1845. — À M. LE COMTE DE TRESSAN.
À Paris, ce 21 août.

Je dois passer, monsieur, dans votre esprit, pour un ingrat et pour un paresseux. Je ne suis pourtant ni l’un ni l’autre ; je ne suis qu’un malade dont l’esprit est prompt et la chair très-infirme[2]. J’ai été, pendant un mois entier, accablé d’une maladie violente, et d’une tragédie qu’on me faisait faire pour les relevailles de madame la dauphine. C’était à moi naturellement de mourir, et c’est madame la dauphine qui est morte, le jour que j’avais achevé ma pièce. Voilà comme on se trompe dans tous ses calculs !
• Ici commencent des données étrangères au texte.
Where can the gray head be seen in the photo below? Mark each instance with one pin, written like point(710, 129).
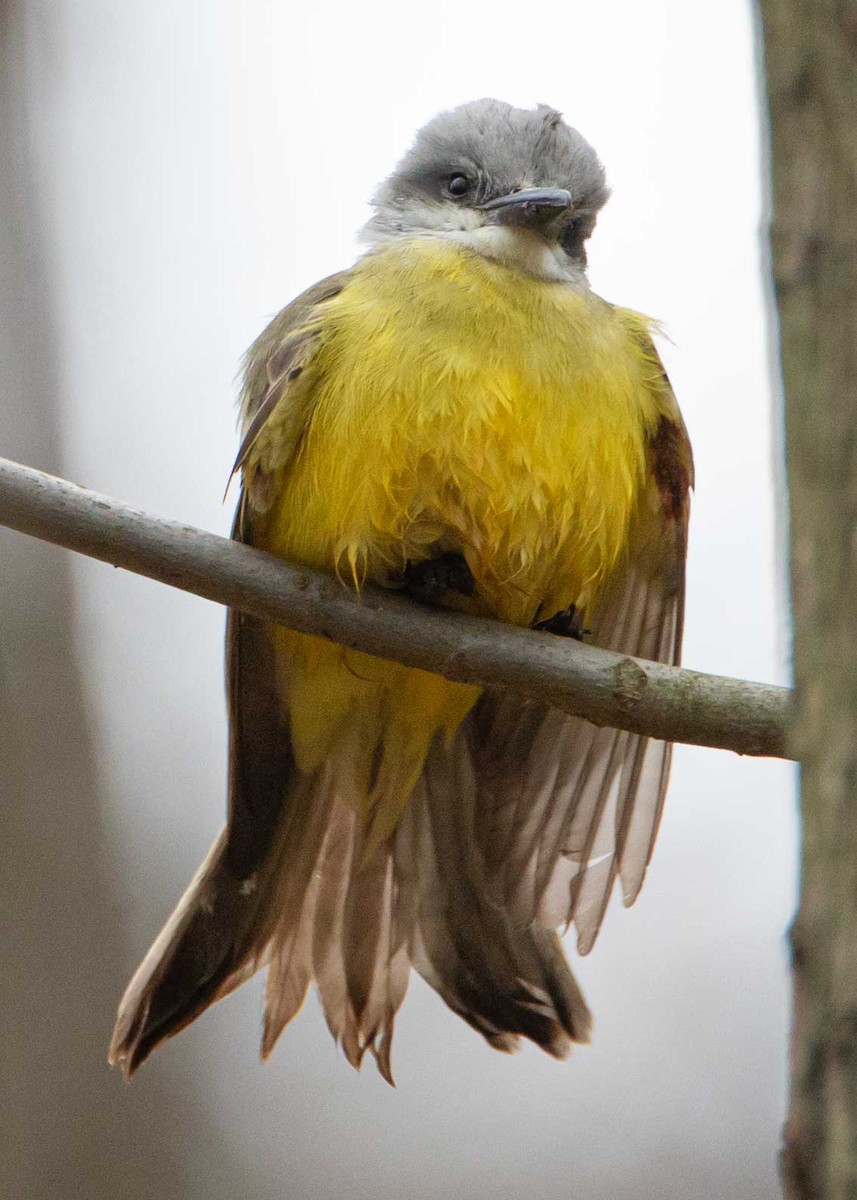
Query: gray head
point(487, 167)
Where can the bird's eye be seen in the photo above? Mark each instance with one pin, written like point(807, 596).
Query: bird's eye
point(459, 185)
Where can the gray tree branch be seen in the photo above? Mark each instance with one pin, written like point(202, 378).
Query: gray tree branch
point(605, 688)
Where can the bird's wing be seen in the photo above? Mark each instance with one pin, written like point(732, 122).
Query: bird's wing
point(563, 805)
point(276, 399)
point(221, 929)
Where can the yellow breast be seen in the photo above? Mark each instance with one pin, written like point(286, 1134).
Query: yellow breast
point(456, 405)
point(462, 403)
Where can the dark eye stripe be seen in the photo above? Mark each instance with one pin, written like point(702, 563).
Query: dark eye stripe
point(459, 185)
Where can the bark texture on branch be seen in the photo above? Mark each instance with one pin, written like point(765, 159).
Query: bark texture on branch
point(603, 687)
point(811, 79)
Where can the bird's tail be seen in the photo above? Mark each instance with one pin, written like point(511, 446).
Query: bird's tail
point(327, 906)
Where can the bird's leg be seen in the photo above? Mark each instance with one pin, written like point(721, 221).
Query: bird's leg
point(568, 623)
point(427, 580)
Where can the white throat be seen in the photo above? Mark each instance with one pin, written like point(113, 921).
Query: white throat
point(522, 251)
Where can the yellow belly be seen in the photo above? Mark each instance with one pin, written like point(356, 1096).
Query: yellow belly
point(459, 405)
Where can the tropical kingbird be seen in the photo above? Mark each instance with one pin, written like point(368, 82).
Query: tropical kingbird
point(460, 417)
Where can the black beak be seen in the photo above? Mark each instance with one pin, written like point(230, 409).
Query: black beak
point(531, 205)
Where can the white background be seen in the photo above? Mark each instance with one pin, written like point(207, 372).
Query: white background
point(197, 165)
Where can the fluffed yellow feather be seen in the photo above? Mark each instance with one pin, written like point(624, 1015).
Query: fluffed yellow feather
point(447, 424)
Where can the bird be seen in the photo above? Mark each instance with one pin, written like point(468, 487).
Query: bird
point(457, 417)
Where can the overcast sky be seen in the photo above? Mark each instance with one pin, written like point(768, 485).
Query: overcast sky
point(198, 165)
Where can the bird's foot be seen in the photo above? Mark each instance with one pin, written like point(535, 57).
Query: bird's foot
point(427, 580)
point(568, 623)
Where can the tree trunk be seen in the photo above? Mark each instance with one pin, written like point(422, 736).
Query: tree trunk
point(810, 49)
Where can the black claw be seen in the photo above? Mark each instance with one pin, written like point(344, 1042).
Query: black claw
point(568, 623)
point(430, 579)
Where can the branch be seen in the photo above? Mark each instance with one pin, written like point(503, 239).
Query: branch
point(599, 685)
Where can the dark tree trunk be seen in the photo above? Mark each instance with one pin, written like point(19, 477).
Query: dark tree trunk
point(810, 51)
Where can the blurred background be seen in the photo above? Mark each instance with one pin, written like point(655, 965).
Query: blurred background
point(172, 174)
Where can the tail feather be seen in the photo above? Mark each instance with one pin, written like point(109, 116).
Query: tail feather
point(318, 909)
point(503, 978)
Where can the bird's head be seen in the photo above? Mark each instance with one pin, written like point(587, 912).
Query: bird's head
point(517, 185)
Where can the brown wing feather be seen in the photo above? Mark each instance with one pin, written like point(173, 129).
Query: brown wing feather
point(564, 807)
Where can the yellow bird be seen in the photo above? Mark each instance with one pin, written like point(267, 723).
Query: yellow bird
point(461, 418)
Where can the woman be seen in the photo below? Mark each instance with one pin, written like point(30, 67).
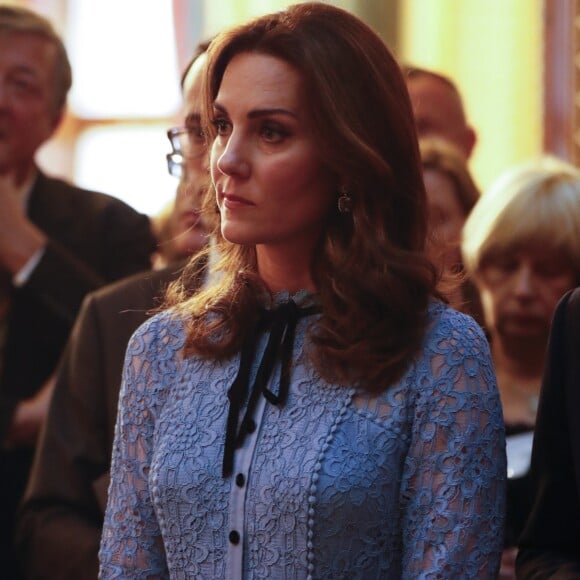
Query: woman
point(314, 412)
point(451, 195)
point(522, 249)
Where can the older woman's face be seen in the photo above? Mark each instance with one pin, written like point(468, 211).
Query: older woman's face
point(446, 218)
point(272, 186)
point(520, 289)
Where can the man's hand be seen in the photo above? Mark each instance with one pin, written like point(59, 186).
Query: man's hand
point(19, 237)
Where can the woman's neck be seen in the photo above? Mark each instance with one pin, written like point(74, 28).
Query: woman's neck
point(284, 270)
point(519, 370)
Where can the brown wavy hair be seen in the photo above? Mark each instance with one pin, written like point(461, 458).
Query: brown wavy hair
point(373, 278)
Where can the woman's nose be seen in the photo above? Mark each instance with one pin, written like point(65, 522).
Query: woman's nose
point(233, 158)
point(524, 281)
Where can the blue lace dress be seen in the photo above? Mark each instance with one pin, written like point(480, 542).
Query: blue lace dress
point(333, 484)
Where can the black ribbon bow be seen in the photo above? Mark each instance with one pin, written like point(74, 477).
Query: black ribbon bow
point(281, 322)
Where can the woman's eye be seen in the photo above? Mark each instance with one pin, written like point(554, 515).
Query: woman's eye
point(273, 133)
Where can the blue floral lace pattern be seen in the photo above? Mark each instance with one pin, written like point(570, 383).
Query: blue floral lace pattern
point(407, 484)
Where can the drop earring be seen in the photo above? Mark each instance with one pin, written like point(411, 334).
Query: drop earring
point(344, 200)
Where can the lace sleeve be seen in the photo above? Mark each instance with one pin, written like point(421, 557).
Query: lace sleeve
point(131, 544)
point(453, 487)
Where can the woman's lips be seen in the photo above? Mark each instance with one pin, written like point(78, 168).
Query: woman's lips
point(235, 201)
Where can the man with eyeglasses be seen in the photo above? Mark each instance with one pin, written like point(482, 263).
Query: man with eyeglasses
point(179, 229)
point(60, 521)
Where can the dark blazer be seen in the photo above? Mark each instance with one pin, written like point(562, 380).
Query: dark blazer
point(93, 239)
point(550, 543)
point(60, 523)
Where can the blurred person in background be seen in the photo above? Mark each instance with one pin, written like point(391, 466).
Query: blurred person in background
point(451, 195)
point(438, 108)
point(549, 546)
point(179, 228)
point(521, 246)
point(57, 242)
point(60, 521)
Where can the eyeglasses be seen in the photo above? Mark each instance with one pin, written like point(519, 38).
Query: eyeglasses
point(175, 164)
point(189, 142)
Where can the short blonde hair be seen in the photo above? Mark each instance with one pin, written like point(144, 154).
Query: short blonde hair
point(537, 202)
point(19, 20)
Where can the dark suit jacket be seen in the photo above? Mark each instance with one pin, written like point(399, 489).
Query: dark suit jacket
point(93, 239)
point(550, 543)
point(62, 514)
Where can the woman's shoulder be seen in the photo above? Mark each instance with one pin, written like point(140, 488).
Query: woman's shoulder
point(163, 330)
point(445, 321)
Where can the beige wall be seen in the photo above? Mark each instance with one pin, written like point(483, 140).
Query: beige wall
point(493, 50)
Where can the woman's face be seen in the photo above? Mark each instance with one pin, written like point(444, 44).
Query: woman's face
point(520, 289)
point(271, 185)
point(446, 218)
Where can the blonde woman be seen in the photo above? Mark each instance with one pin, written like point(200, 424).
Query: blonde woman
point(521, 246)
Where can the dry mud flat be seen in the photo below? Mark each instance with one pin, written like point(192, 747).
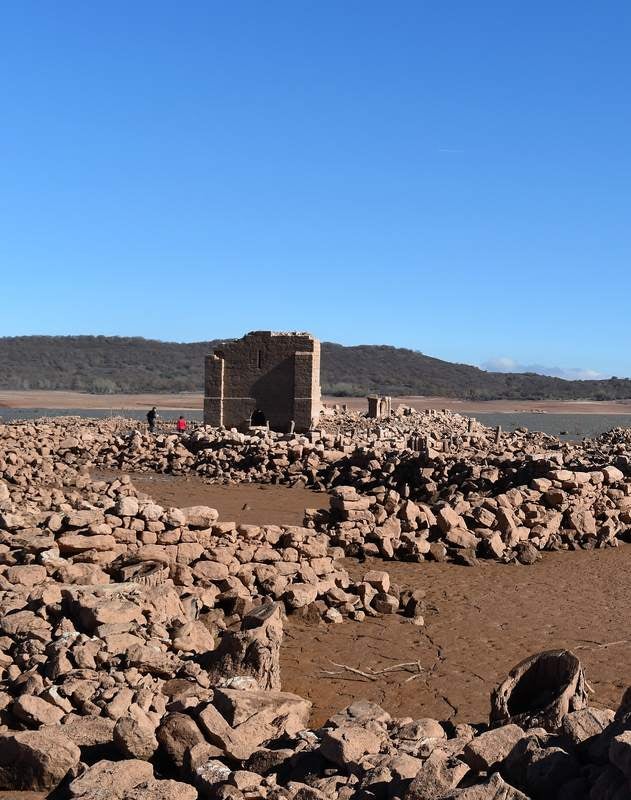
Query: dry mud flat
point(249, 504)
point(485, 620)
point(155, 633)
point(481, 622)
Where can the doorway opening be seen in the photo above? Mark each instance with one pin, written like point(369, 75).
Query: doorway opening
point(258, 419)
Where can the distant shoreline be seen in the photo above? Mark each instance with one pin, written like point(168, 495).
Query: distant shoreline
point(193, 401)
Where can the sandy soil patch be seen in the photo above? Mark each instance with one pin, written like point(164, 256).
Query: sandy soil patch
point(482, 621)
point(247, 503)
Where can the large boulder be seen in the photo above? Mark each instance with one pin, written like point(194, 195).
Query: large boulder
point(37, 760)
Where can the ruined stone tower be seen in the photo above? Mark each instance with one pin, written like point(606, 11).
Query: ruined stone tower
point(264, 377)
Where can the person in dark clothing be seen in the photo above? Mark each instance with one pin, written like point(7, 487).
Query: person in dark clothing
point(151, 419)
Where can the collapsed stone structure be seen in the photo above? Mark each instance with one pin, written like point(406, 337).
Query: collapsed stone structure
point(264, 378)
point(139, 644)
point(379, 407)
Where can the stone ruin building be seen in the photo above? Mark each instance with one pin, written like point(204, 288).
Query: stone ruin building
point(265, 378)
point(379, 407)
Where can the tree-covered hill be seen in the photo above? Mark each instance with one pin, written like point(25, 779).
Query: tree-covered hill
point(110, 364)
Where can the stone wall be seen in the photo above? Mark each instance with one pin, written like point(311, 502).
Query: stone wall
point(276, 373)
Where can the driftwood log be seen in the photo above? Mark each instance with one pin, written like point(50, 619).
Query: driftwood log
point(539, 691)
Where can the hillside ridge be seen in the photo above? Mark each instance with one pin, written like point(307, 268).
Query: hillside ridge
point(114, 364)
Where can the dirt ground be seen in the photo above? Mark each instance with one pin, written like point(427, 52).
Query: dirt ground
point(195, 401)
point(483, 620)
point(480, 621)
point(245, 503)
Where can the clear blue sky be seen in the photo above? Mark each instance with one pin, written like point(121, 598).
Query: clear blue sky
point(453, 177)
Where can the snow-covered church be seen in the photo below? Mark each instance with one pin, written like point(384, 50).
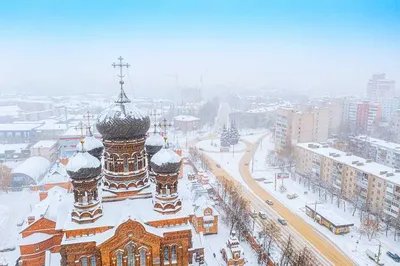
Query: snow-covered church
point(115, 215)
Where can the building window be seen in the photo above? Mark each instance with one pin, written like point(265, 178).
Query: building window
point(126, 165)
point(173, 253)
point(142, 257)
point(119, 259)
point(131, 256)
point(166, 254)
point(93, 261)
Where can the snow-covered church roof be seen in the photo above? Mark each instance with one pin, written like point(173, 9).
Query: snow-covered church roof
point(166, 161)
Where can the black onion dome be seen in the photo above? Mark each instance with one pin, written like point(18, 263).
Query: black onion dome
point(123, 121)
point(82, 165)
point(165, 161)
point(154, 143)
point(92, 145)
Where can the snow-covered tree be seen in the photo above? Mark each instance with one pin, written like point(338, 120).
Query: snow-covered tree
point(233, 134)
point(5, 178)
point(225, 139)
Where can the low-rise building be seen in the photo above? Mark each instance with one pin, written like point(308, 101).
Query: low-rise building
point(380, 151)
point(374, 186)
point(186, 123)
point(327, 218)
point(46, 148)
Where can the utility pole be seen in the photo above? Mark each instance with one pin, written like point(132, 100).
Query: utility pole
point(379, 254)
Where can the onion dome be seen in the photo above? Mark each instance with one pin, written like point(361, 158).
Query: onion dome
point(165, 161)
point(154, 143)
point(93, 146)
point(123, 121)
point(82, 165)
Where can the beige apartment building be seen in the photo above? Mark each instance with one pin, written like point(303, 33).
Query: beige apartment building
point(300, 124)
point(375, 185)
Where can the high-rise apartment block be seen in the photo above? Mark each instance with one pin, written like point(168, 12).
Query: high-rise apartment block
point(379, 88)
point(300, 124)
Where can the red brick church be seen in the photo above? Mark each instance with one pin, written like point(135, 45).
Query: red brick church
point(115, 215)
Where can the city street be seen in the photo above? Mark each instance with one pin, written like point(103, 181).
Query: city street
point(303, 234)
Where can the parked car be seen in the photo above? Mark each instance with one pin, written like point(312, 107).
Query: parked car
point(282, 221)
point(269, 202)
point(7, 248)
point(20, 222)
point(292, 196)
point(262, 215)
point(393, 256)
point(372, 256)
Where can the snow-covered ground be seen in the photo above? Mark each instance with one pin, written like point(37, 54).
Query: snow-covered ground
point(14, 207)
point(347, 243)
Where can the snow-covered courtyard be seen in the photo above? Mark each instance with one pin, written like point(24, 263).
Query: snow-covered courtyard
point(348, 242)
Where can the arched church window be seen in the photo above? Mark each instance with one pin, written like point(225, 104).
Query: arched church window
point(131, 255)
point(126, 165)
point(142, 256)
point(119, 259)
point(84, 261)
point(173, 253)
point(93, 261)
point(166, 254)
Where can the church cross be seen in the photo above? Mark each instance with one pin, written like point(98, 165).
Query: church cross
point(88, 116)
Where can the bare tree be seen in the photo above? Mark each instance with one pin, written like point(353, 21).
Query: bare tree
point(271, 233)
point(5, 177)
point(370, 227)
point(287, 252)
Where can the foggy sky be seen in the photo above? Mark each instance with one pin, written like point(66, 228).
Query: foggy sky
point(67, 57)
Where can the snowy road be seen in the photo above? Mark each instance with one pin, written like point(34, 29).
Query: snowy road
point(325, 253)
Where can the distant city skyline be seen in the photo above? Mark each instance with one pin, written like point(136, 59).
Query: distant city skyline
point(324, 48)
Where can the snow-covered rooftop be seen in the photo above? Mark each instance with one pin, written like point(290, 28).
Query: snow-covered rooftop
point(165, 156)
point(331, 216)
point(34, 167)
point(34, 238)
point(378, 142)
point(19, 127)
point(44, 144)
point(380, 170)
point(186, 118)
point(17, 147)
point(82, 160)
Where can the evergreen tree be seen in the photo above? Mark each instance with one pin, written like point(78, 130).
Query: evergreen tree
point(233, 134)
point(225, 138)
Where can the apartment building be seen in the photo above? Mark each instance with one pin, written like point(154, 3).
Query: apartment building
point(380, 151)
point(300, 124)
point(374, 185)
point(361, 116)
point(379, 87)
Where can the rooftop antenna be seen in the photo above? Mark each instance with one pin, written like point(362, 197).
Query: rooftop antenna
point(122, 98)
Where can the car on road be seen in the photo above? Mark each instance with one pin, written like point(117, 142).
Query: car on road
point(253, 214)
point(269, 202)
point(262, 215)
point(393, 256)
point(7, 248)
point(292, 196)
point(282, 221)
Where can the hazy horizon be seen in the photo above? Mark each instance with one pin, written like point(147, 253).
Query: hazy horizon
point(331, 48)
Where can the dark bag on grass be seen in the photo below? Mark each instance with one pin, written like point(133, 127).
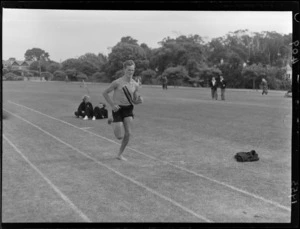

Vous ne vous êtes assurément pas trompé sur Montaigne. Je vous remercie bien, monsieur, d’avoir pris sa défense. Vous écrivez plus purement que lui, et vous pensez de même. Il semble que votre portrait, par lequel vous commencez, soit le sien. C’est votre frère que vous défendez, c’est vous-même. Quelle injustice criante de dire que Montaigne n’a fait que commenter les anciens ! Il les cite à propos, et c’est ce que les commentateurs ne font pas. Il pense, et ces messieurs ne pensent point. Il appuie ses pensées de celles des grands hommes de l’antiquité ; il les juge, il les combat, il converse avec eux, avec son lecteur, avec lui-même ; toujours original dans la manière dont il présente les objets, toujours plein d’imagination, toujours peintre, et, ce que j’aime, toujours sachant douter. Je voudrais bien savoir, d’ailleurs, s’il a pris chez les anciens tout ce qu’il dit sur nos modes, sur nos usages, sur le nouveau monde découvert presque de son temps[3], sur les guerres civiles dont il était le témoin, sur le fanatisme des deux sectes qui désolaient la France. Je ne pardonne à ceux qui s’élèvent contre cet homme charmant que parce qu’ils nous ont valu l’apologie que vous avez bien voulu en faire.

  1. Mme du Boccage.
  2. Saint Matthieu, ch. xxvi, v. 41 ; et saint Marc, ch. xiv, v. 38.
  3. Michel de Montaigne naquit le 28 février 1533, environ quarante ans après la découverte de l’Amérique.